New Study Results from Transfusion
A January 20, 2006 Transfusion (on-line edition) publication described the findings from an observational study of 898 patients (449 treated with Trasylol) undergoing CABG with cardiopulmonary bypass at a single center. Baseline and outcome data were obtained from a prospectively developed database for these patients. Patients received either Trasylol or tranexamic acid. Patients were not randomized to these treatments. Instead, the choice of study drug was at physician discretion. The 898 patients studied were a subset of a larger group of 10,870 patients selected on the basis of propensity scores to adjust for imbalances in measured baseline characteristics. Major findings from the Transfusion publication were:
- In general, the measured baseline characteristics were similar between the two patient groups in the study.
- The rate of renal dysfunction was higher among patients receiving Trasylol than among patients receiving tranexamic acid. The association between Trasylol and renal dysfunction was especially evident in patients with existing renal dysfunction.
- The rates of other adverse events were similar between the two study groups.
- The rate of red blood cell transfusion was similar for the two patient groups.
The premarketing clinical studies supporting Trasylol safety and efficacy enrolled a total of approximately 3,000 patients (2,002 treated with Trasylol). The studies, including six placebo-controlled trails, consistently showed that Trasylol decreased peri-operative blood loss and the need for blood transfusion. The risks for serious renal and cardiovascular adverse events and deaths were similar between patients receiving Trasylol and those receiving placebo. One study of approximately 800 subjects showed that patients receiving Trasylol had higher rates of coronary graft occlusion than patients receiving a placebo; however, this altered coronary patency was not associated with differences in myocardial infarction and mortality risk between the two study groups. The major pre-market safety signal was a risk for anaphylaxis, especially among subjects re-exposed to Trasylol. The Trasylol label carries a black box warning relating to anaphylaxis.

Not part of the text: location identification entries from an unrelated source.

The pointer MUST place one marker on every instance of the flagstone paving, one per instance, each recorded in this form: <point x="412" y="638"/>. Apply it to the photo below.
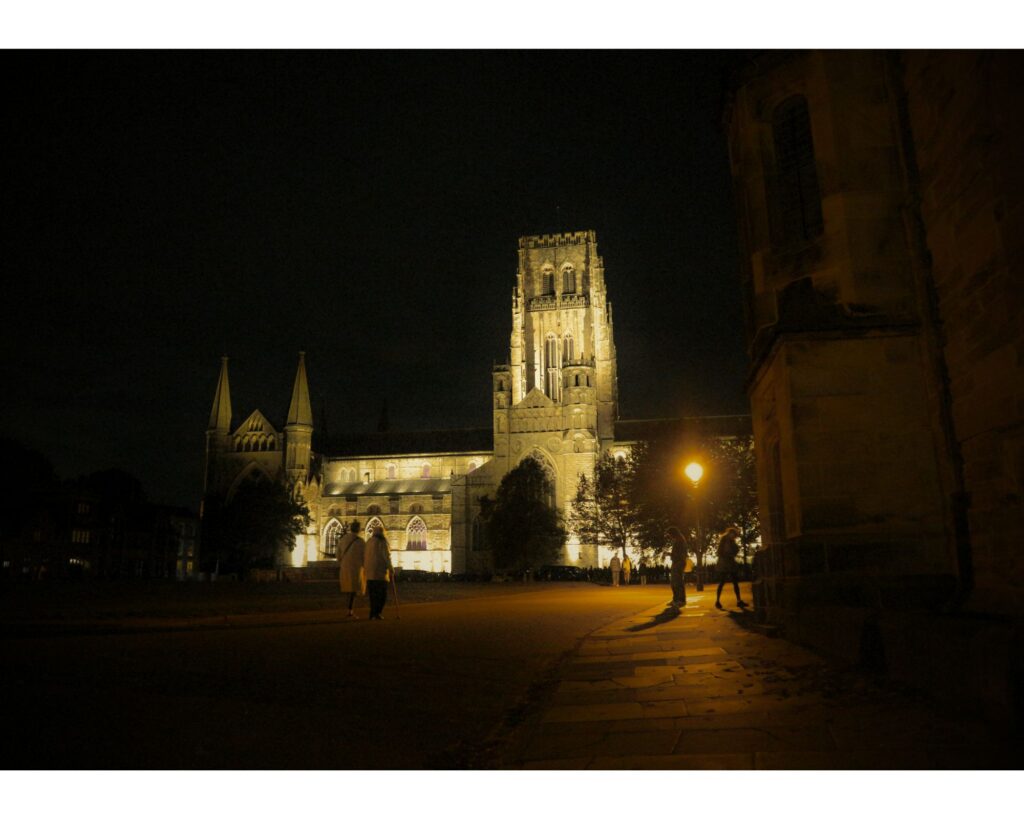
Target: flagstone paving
<point x="704" y="690"/>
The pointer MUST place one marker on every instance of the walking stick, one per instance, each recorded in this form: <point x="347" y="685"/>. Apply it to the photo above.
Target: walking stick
<point x="397" y="605"/>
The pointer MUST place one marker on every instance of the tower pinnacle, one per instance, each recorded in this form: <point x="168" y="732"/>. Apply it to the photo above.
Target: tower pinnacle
<point x="300" y="412"/>
<point x="220" y="415"/>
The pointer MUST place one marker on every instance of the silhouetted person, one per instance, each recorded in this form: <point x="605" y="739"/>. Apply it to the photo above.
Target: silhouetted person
<point x="377" y="565"/>
<point x="351" y="576"/>
<point x="677" y="576"/>
<point x="728" y="548"/>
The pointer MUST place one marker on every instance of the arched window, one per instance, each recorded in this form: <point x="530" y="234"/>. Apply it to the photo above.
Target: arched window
<point x="416" y="535"/>
<point x="329" y="543"/>
<point x="373" y="525"/>
<point x="547" y="282"/>
<point x="551" y="367"/>
<point x="568" y="278"/>
<point x="797" y="200"/>
<point x="479" y="542"/>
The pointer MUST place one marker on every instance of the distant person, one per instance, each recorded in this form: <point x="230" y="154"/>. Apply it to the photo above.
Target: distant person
<point x="677" y="576"/>
<point x="728" y="548"/>
<point x="351" y="576"/>
<point x="377" y="565"/>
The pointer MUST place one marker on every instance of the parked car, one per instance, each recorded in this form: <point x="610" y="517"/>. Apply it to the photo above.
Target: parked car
<point x="561" y="573"/>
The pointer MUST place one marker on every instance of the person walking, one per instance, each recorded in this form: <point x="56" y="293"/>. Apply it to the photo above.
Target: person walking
<point x="351" y="575"/>
<point x="377" y="565"/>
<point x="728" y="548"/>
<point x="677" y="575"/>
<point x="615" y="566"/>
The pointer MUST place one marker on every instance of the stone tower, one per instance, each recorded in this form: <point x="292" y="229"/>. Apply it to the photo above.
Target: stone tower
<point x="561" y="326"/>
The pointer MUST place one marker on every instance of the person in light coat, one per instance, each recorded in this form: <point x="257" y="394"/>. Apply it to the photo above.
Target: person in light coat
<point x="377" y="565"/>
<point x="351" y="576"/>
<point x="677" y="574"/>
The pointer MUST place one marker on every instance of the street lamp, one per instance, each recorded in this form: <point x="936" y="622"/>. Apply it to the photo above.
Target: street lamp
<point x="694" y="472"/>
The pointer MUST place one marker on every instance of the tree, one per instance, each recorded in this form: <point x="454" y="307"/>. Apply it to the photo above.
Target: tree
<point x="725" y="497"/>
<point x="256" y="528"/>
<point x="616" y="507"/>
<point x="522" y="528"/>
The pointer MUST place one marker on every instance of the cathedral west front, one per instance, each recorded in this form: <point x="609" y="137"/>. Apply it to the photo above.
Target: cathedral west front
<point x="555" y="400"/>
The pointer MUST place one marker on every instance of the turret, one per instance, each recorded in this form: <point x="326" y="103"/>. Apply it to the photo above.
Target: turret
<point x="219" y="429"/>
<point x="299" y="427"/>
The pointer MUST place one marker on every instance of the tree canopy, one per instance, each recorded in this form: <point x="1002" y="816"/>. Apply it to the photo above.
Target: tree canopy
<point x="522" y="528"/>
<point x="256" y="528"/>
<point x="616" y="508"/>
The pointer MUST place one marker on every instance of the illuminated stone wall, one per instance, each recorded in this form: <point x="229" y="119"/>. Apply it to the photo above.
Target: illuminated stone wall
<point x="966" y="114"/>
<point x="885" y="332"/>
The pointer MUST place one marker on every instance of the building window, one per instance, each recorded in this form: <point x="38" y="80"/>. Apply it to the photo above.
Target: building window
<point x="329" y="543"/>
<point x="479" y="534"/>
<point x="568" y="278"/>
<point x="547" y="282"/>
<point x="551" y="368"/>
<point x="797" y="200"/>
<point x="373" y="525"/>
<point x="416" y="535"/>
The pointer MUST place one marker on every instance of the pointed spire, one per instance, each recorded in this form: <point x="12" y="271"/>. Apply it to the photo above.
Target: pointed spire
<point x="300" y="412"/>
<point x="220" y="415"/>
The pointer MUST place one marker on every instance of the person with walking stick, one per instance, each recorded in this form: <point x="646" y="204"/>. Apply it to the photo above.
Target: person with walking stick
<point x="350" y="559"/>
<point x="378" y="568"/>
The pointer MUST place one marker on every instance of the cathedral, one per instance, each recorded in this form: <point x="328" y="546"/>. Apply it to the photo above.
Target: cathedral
<point x="555" y="400"/>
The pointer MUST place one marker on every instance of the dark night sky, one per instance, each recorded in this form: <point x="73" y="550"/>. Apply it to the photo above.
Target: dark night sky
<point x="165" y="208"/>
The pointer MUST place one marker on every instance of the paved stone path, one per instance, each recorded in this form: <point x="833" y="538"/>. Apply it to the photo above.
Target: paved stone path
<point x="706" y="690"/>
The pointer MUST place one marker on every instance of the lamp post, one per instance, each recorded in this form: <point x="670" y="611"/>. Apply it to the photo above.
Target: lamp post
<point x="694" y="472"/>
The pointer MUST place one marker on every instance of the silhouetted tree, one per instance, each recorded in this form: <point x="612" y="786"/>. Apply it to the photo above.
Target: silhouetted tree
<point x="255" y="529"/>
<point x="619" y="507"/>
<point x="522" y="528"/>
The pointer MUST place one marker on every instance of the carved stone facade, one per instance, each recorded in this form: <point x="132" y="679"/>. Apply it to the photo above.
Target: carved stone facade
<point x="880" y="210"/>
<point x="556" y="400"/>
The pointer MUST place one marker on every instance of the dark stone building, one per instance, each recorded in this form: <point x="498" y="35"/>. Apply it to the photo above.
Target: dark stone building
<point x="880" y="207"/>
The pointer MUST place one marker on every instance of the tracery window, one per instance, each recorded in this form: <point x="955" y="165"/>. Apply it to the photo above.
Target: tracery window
<point x="551" y="367"/>
<point x="329" y="543"/>
<point x="416" y="535"/>
<point x="479" y="542"/>
<point x="373" y="525"/>
<point x="568" y="278"/>
<point x="797" y="200"/>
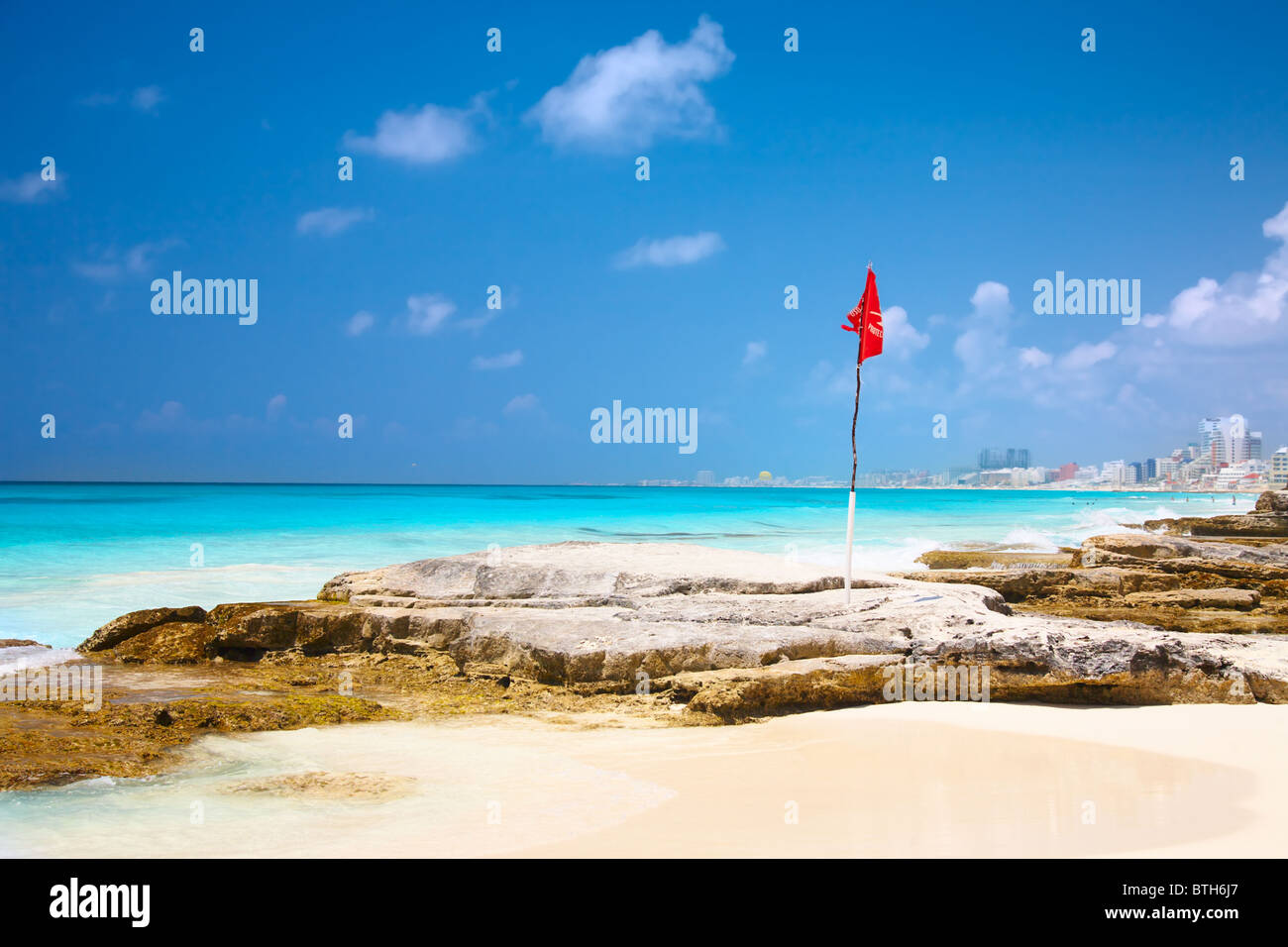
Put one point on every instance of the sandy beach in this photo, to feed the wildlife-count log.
(922, 780)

Post-marketing Spontaneous Reports
Two hundred ninety-one cases of hypersensitivity possibly associated with Trasylol, including 52 cases with fatal outcomes, have been reported to Bayer. A test dose was administered in 139 of the 291 cases. A hypersensitivity reaction occurred with the test dose alone in 81 cases, including 19 fatal cases. Additionally, the test dose did not illicit a reaction among 38 cases (9 fatal) of anaphylaxis that occurred with a therapeutic dose.
The FDA will work with the authors of the reports and the manufacturer of Trasylol to evaluate the risks and benefits associated with use of Trasylol among patients undergoing cardiopulmonary bypass for CABG surgery. The FDA will notify health care providers and patients in a timely fashion as new information becomes available. Physicians should carefully monitor patients for the occurrence of toxicity and promptly report toxicity to Bayer, the Trasylol manufacturer, or to the FDA MedWatch program.